O PSD vai propor uma clarificação na lei para isentar da cobrança de IVA (Imposto sobre o Valor Acrescentado) as terapêuticas não convencionais. O projecto de lei reflecte uma exigência destes profissionais que se queixam de discriminação em relação a quem presta outros serviços de saúde.

“É uma lei clarificadora de natureza interpretativa que pretende resolver o problema desta discriminação para efeitos fiscais”, disse ao PÚBLICO António Leitão Amaro, vice-presidente da bancada do PSD. Em causa está a actuação da Autoridade Tributaria que está a tentar cobrar IVA a 23% nos últimos quatro anos a profissionais das terapias não convencionais reguladas por lei. Entre elas estão a acupunctura, a homeopatia, a medicina tradicional chinesa, a osteopatia, a fitoterapia, quiropraxia e naturopatia.

Os sociais-democratas consideram que o enquadramento dado por uma alteração à lei de 2013 – que aproximou estas terapêuticas a outros actos médicos – não permite a cobrança de IVA, à semelhança do que acontece com a generalidade dos profissionais de saúde.
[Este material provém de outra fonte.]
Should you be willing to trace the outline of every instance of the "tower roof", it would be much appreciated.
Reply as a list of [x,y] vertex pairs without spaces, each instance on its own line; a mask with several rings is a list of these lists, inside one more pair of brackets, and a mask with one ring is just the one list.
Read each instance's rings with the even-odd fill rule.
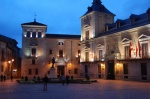
[[104,5],[102,5],[101,0],[93,0],[92,6],[88,7],[88,11],[84,15],[86,15],[86,14],[92,12],[92,11],[108,13],[108,14],[112,14],[112,15],[115,16],[115,14],[110,12]]
[[34,19],[34,22],[23,23],[23,24],[21,24],[21,25],[47,26],[47,25],[45,25],[45,24],[42,24],[42,23],[36,22],[36,19]]

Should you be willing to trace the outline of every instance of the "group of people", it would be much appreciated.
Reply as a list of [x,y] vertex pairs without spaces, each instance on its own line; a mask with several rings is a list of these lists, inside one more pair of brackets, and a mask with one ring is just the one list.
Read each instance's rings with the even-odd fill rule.
[[1,82],[5,82],[5,80],[6,80],[6,76],[5,75],[1,75]]
[[70,77],[67,75],[66,77],[62,75],[61,77],[62,84],[64,85],[65,83],[68,85],[70,83]]

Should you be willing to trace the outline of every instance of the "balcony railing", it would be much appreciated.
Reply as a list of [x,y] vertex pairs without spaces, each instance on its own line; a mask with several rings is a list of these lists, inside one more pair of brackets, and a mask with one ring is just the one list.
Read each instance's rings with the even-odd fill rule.
[[118,60],[129,60],[129,59],[149,59],[150,58],[150,53],[149,54],[140,54],[140,55],[131,55],[130,56],[126,56],[126,55],[122,55],[122,56],[118,56],[116,57],[116,59]]

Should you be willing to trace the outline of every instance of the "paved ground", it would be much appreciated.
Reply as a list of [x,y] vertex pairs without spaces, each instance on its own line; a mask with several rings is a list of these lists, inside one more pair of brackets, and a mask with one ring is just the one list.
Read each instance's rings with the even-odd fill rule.
[[93,84],[18,84],[0,82],[0,99],[150,99],[150,83],[98,80]]

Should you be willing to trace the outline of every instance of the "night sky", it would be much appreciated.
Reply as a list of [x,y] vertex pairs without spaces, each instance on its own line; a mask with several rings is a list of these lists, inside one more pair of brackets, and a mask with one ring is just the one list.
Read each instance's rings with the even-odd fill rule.
[[[150,0],[101,0],[116,19],[142,14],[150,7]],[[22,46],[22,23],[37,22],[48,25],[48,34],[81,34],[80,17],[93,0],[0,0],[0,34],[17,40]]]

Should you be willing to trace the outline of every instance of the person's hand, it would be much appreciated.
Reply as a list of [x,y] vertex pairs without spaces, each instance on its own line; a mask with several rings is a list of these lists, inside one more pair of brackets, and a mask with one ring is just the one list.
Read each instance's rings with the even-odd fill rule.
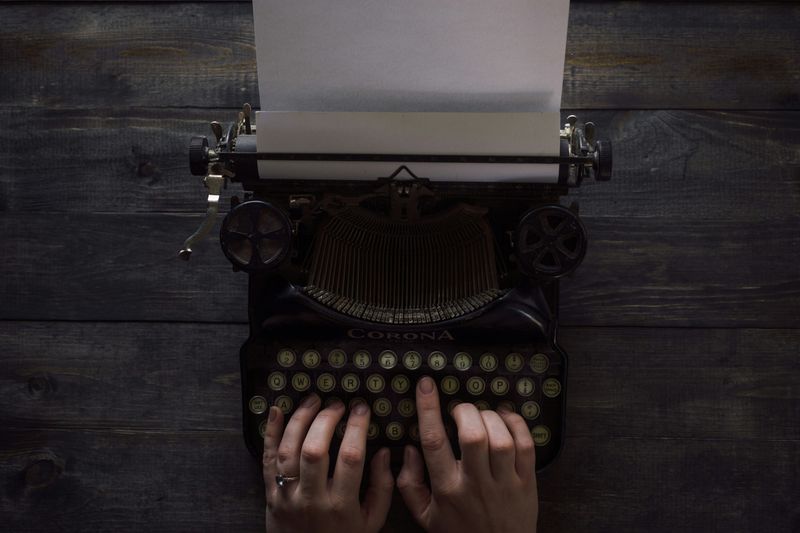
[[533,438],[521,416],[453,409],[461,460],[453,456],[433,379],[417,384],[422,456],[406,446],[397,478],[400,494],[419,524],[433,533],[534,533],[539,512]]
[[[322,411],[320,399],[309,396],[283,428],[283,412],[269,410],[264,433],[264,483],[269,533],[374,533],[383,527],[392,501],[394,479],[389,450],[373,457],[370,486],[359,501],[358,491],[367,450],[369,407],[353,407],[339,448],[333,478],[328,479],[328,450],[345,412],[341,402]],[[317,414],[319,412],[319,414]],[[275,476],[298,476],[279,487]]]

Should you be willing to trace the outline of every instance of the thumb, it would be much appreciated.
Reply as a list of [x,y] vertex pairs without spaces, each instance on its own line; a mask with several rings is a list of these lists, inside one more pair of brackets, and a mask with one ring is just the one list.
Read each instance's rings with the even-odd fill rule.
[[367,529],[378,531],[386,523],[386,515],[392,505],[394,478],[389,469],[389,449],[381,448],[370,462],[369,487],[364,496],[364,512]]
[[403,453],[403,468],[397,476],[397,488],[411,516],[423,528],[422,517],[431,503],[431,490],[425,484],[422,455],[414,446],[406,446]]

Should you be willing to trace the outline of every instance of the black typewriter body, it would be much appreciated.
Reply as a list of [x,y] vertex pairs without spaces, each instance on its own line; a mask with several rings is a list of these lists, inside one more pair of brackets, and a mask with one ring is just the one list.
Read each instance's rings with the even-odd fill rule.
[[[417,156],[375,180],[262,180],[258,160],[298,154],[256,152],[247,111],[225,134],[212,124],[216,147],[194,139],[190,163],[206,174],[208,218],[226,179],[244,190],[220,243],[249,275],[240,363],[250,452],[261,455],[270,406],[291,415],[311,392],[324,403],[365,401],[368,448],[418,442],[415,387],[428,375],[454,449],[449,411],[472,402],[519,413],[537,470],[550,464],[564,438],[567,387],[558,279],[587,247],[577,208],[558,202],[584,172],[607,179],[610,145],[601,154],[570,117],[553,184],[432,182],[414,175]],[[187,240],[185,258],[208,229]]]

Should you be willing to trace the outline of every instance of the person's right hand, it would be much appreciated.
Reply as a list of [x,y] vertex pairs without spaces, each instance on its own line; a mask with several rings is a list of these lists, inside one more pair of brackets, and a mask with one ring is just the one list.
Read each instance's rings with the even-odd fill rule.
[[439,394],[430,377],[417,383],[422,456],[406,446],[397,478],[400,494],[419,524],[433,533],[535,533],[539,513],[533,438],[521,416],[453,409],[461,459],[445,433]]

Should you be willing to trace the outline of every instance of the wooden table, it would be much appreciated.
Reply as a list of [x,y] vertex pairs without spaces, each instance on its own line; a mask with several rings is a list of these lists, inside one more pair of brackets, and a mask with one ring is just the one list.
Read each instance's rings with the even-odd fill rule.
[[[214,239],[176,259],[189,137],[259,107],[250,4],[0,20],[0,528],[261,530],[246,279]],[[800,531],[799,45],[791,2],[573,2],[564,115],[616,168],[566,199],[591,240],[540,531]]]

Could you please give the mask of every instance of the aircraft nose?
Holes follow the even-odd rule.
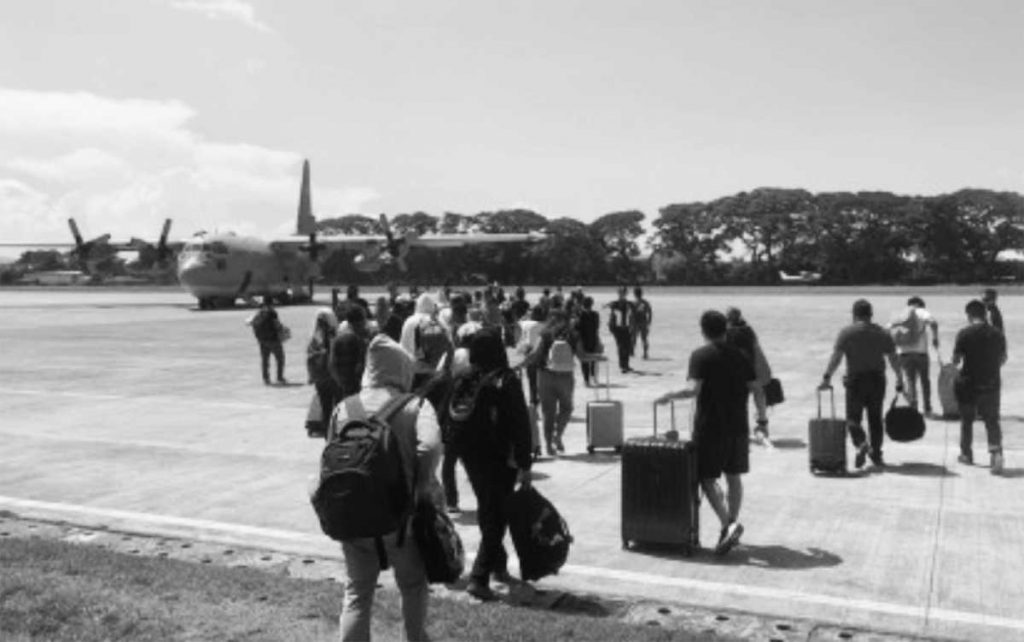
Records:
[[[198,258],[190,258],[178,266],[178,281],[182,285],[193,285],[206,272],[206,265]]]

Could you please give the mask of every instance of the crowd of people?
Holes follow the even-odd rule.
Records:
[[[1003,470],[999,424],[1000,368],[1006,360],[1006,340],[996,293],[986,290],[981,300],[965,307],[967,324],[956,335],[953,363],[957,410],[961,417],[959,461],[974,461],[973,423],[984,422],[991,470]],[[374,306],[355,286],[332,309],[320,310],[307,346],[309,383],[315,386],[321,413],[338,422],[359,399],[372,412],[399,392],[418,391],[429,403],[407,411],[403,439],[415,452],[416,493],[431,498],[451,513],[459,512],[455,468],[461,461],[477,500],[481,533],[467,591],[493,599],[491,580],[511,581],[503,539],[508,526],[506,503],[517,485],[528,486],[533,461],[543,452],[565,452],[563,435],[573,413],[577,363],[583,382],[597,385],[595,366],[603,360],[601,311],[607,311],[607,330],[616,343],[618,366],[632,371],[637,347],[649,357],[653,320],[642,290],[620,288],[614,301],[595,309],[582,288],[565,294],[545,288],[531,303],[523,288],[506,296],[495,285],[474,292],[399,293],[390,287]],[[837,334],[821,388],[845,361],[843,377],[846,429],[854,445],[854,465],[870,460],[882,470],[886,396],[886,366],[897,393],[909,405],[933,415],[929,349],[939,350],[938,321],[923,299],[910,297],[886,327],[873,321],[865,299],[852,306],[852,322]],[[250,320],[260,346],[261,372],[269,378],[269,358],[278,359],[283,379],[281,324],[265,304]],[[743,502],[742,475],[750,470],[751,440],[748,403],[754,402],[753,441],[770,445],[765,386],[771,367],[757,333],[737,308],[709,310],[700,317],[705,344],[690,355],[687,387],[656,400],[696,398],[692,439],[696,446],[697,477],[708,503],[721,522],[715,550],[727,553],[743,534],[739,521]],[[513,349],[513,350],[510,350]],[[522,359],[509,361],[509,352]],[[460,397],[471,390],[474,396]],[[462,392],[460,392],[462,391]],[[460,405],[461,404],[461,405]],[[867,418],[867,430],[864,418]],[[466,423],[478,429],[461,429]],[[537,429],[540,423],[542,428]],[[486,429],[479,429],[481,425]],[[540,433],[538,439],[537,433]],[[441,478],[437,478],[437,469]],[[725,489],[719,479],[725,477]],[[389,542],[388,553],[395,542]],[[370,554],[372,544],[343,547],[349,583],[342,614],[343,639],[362,639],[369,621],[369,604],[380,572]],[[395,551],[391,557],[402,592],[403,613],[410,639],[423,635],[426,580],[415,559]],[[348,633],[346,633],[348,632]]]

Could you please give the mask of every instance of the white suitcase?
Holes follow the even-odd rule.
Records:
[[[611,366],[607,359],[595,359],[597,370],[605,364],[605,394],[601,398],[601,387],[595,377],[594,401],[587,402],[587,452],[594,454],[597,448],[613,448],[622,451],[624,414],[622,402],[611,398]],[[595,373],[597,374],[597,373]]]

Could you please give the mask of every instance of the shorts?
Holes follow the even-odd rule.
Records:
[[[718,479],[750,472],[750,431],[694,439],[697,447],[697,479]]]

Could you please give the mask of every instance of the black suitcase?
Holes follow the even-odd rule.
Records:
[[[692,555],[700,548],[699,500],[696,448],[678,437],[658,438],[655,406],[654,436],[622,447],[622,547],[668,544]]]
[[[536,488],[520,487],[508,500],[508,531],[523,581],[558,573],[569,557],[569,525]]]
[[[909,399],[906,399],[906,406],[897,406],[900,395],[906,399],[906,393],[896,393],[889,412],[885,413],[885,434],[893,441],[917,441],[924,437],[924,417],[917,408],[909,405]]]

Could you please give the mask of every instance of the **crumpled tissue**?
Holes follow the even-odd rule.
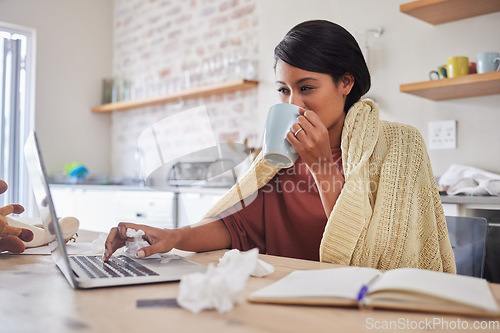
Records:
[[[125,250],[123,252],[123,255],[131,258],[138,258],[137,257],[137,251],[139,249],[142,249],[143,247],[149,246],[150,244],[142,238],[146,233],[144,230],[135,230],[132,228],[127,228],[127,237],[133,238],[133,240],[126,240],[125,241]],[[147,258],[161,258],[160,254],[156,253],[153,254]]]
[[[243,301],[250,275],[262,277],[274,272],[274,267],[258,255],[256,248],[246,252],[233,249],[219,259],[217,266],[209,265],[205,273],[184,275],[177,303],[193,313],[214,308],[219,313],[230,311]]]
[[[104,252],[107,237],[107,233],[101,232],[99,236],[92,241],[92,244],[90,244],[90,250],[92,253],[97,254]]]

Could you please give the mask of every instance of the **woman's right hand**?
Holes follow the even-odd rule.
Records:
[[[144,231],[142,236],[150,246],[143,247],[137,251],[137,257],[149,257],[155,253],[164,253],[172,250],[178,242],[178,233],[176,229],[160,229],[148,225],[120,222],[118,226],[112,228],[106,238],[105,251],[103,260],[108,261],[111,255],[119,248],[125,246],[127,237],[127,229]]]

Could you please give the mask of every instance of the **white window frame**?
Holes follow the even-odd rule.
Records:
[[[12,199],[8,193],[4,193],[0,197],[0,203],[20,203],[27,210],[34,209],[33,191],[28,178],[28,172],[24,161],[23,147],[28,134],[35,128],[35,81],[36,81],[36,30],[30,27],[24,27],[16,24],[0,21],[0,31],[6,31],[10,34],[19,34],[26,37],[26,57],[24,58],[24,68],[26,69],[26,84],[25,94],[22,100],[19,101],[24,105],[23,122],[19,125],[19,168],[13,173],[18,181],[17,196]],[[0,156],[3,159],[3,156]],[[16,172],[17,171],[17,172]],[[7,183],[9,181],[5,179]],[[10,185],[10,184],[9,184]],[[10,192],[10,191],[8,191]],[[3,200],[2,200],[3,199]],[[6,202],[14,200],[15,202]],[[2,206],[2,205],[0,205]]]

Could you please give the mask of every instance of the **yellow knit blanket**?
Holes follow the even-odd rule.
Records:
[[[359,101],[347,113],[341,149],[345,184],[323,233],[320,260],[455,273],[443,207],[420,133],[380,120],[373,103]],[[205,217],[245,206],[278,171],[259,155]]]

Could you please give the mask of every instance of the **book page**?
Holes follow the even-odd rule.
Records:
[[[381,274],[376,269],[365,267],[293,271],[281,280],[252,293],[251,298],[339,297],[356,300],[361,287]]]
[[[399,268],[386,271],[382,278],[369,289],[369,294],[383,290],[416,292],[441,299],[469,304],[489,312],[498,312],[488,282],[484,279],[454,275],[416,268]],[[377,295],[374,295],[376,298]],[[404,296],[404,293],[401,293]],[[425,297],[423,298],[425,300]],[[443,302],[443,305],[446,303]]]

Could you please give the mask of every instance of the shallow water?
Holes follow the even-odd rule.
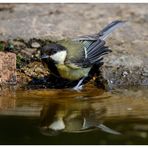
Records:
[[[147,105],[147,88],[3,90],[0,144],[148,144]]]

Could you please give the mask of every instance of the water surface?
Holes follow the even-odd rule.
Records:
[[[3,90],[0,144],[148,144],[147,104],[147,88]]]

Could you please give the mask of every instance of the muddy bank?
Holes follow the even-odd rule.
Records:
[[[62,38],[93,34],[115,19],[127,20],[107,39],[113,50],[101,68],[110,88],[148,85],[147,4],[0,5],[1,51],[17,56],[17,84],[49,74],[39,48]]]

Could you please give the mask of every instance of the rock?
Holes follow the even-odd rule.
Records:
[[[148,85],[148,65],[140,56],[111,54],[104,59],[102,75],[110,88]]]
[[[16,55],[0,52],[0,84],[16,84]]]
[[[129,22],[131,30],[126,32],[127,39],[146,34],[145,4],[13,4],[12,13],[2,11],[0,14],[0,39],[65,38],[93,34],[117,18]]]
[[[22,55],[29,57],[29,58],[31,58],[35,52],[36,50],[32,48],[25,48],[25,50],[20,51]]]

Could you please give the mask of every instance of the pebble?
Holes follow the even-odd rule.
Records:
[[[122,73],[122,75],[123,75],[123,77],[126,77],[126,76],[128,75],[128,72],[127,72],[127,71],[124,71],[124,72]]]
[[[38,42],[31,43],[31,47],[33,48],[39,48],[41,45]]]
[[[143,68],[143,73],[142,73],[143,76],[148,76],[148,68],[147,67],[144,67]]]

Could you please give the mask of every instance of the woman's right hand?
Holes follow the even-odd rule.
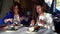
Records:
[[[4,21],[5,21],[5,23],[7,23],[7,22],[13,22],[13,19],[12,19],[12,18],[10,18],[10,19],[5,19]]]
[[[35,20],[31,20],[30,26],[33,26],[35,24]]]

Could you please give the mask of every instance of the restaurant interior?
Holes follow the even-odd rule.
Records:
[[[0,0],[0,21],[4,18],[4,16],[6,16],[7,12],[10,11],[10,8],[14,4],[14,2],[20,3],[22,12],[27,16],[27,18],[31,17],[35,2],[38,2],[38,1],[39,0]],[[49,2],[51,2],[50,4],[48,0],[44,0],[44,1],[47,4],[46,12],[52,14],[53,23],[55,26],[54,32],[59,34],[60,32],[60,0],[51,0],[51,1],[49,0]],[[3,24],[0,22],[0,34],[30,34],[30,32],[28,33],[26,33],[27,31],[25,32],[25,30],[29,27],[29,24],[18,28],[16,31],[14,30],[14,32],[6,31],[5,29],[3,29],[3,27],[6,25],[7,24]],[[31,32],[31,34],[41,34],[41,33]],[[52,34],[52,32],[50,32],[49,34]]]

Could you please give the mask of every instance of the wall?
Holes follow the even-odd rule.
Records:
[[[13,0],[3,0],[0,19],[2,19],[6,15],[6,13],[10,10],[12,4]]]

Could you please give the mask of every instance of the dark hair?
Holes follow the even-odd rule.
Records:
[[[19,9],[18,13],[19,13],[19,15],[21,16],[21,15],[22,15],[22,9],[21,9],[21,5],[20,5],[18,2],[14,2],[13,6],[12,6],[12,8],[11,8],[12,15],[14,16],[14,11],[13,11],[13,9],[14,9],[15,6],[18,6],[18,9]]]
[[[43,0],[39,0],[39,1],[36,1],[34,3],[34,8],[33,8],[33,14],[32,14],[32,19],[34,19],[35,21],[37,20],[37,17],[38,17],[38,13],[36,11],[36,6],[40,5],[42,8],[43,11],[46,10],[46,4]]]

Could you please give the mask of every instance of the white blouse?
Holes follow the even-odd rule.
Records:
[[[40,19],[43,20],[46,24],[42,25],[41,23],[39,23]],[[44,13],[43,16],[38,16],[36,24],[38,26],[43,26],[43,27],[45,27],[47,29],[55,30],[52,15],[49,14],[49,13]]]
[[[14,20],[20,21],[20,16],[19,15],[14,15]]]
Esse entendimento parece não ser o da Autoridade Tributária e que é contestado pelos profissionais das terapêuticas não convencionais que entregaram uma petição na Assembleia da República a exigir igualdade de tratamento.

É também esse o sentido do projecto de lei do PSD que se baseia na legislação nacional e comunitária para avançar com a clarificação. Como não cobravam o IVA aos seus clientes, estes profissionais de saúde estão a ser confrontados agora com pagamentos adicionais retroactivos relativos a quatro anos de actividade e com multas pesadas. “Isto pode levar milhares para o desemprego”, alerta o deputado social-democrata.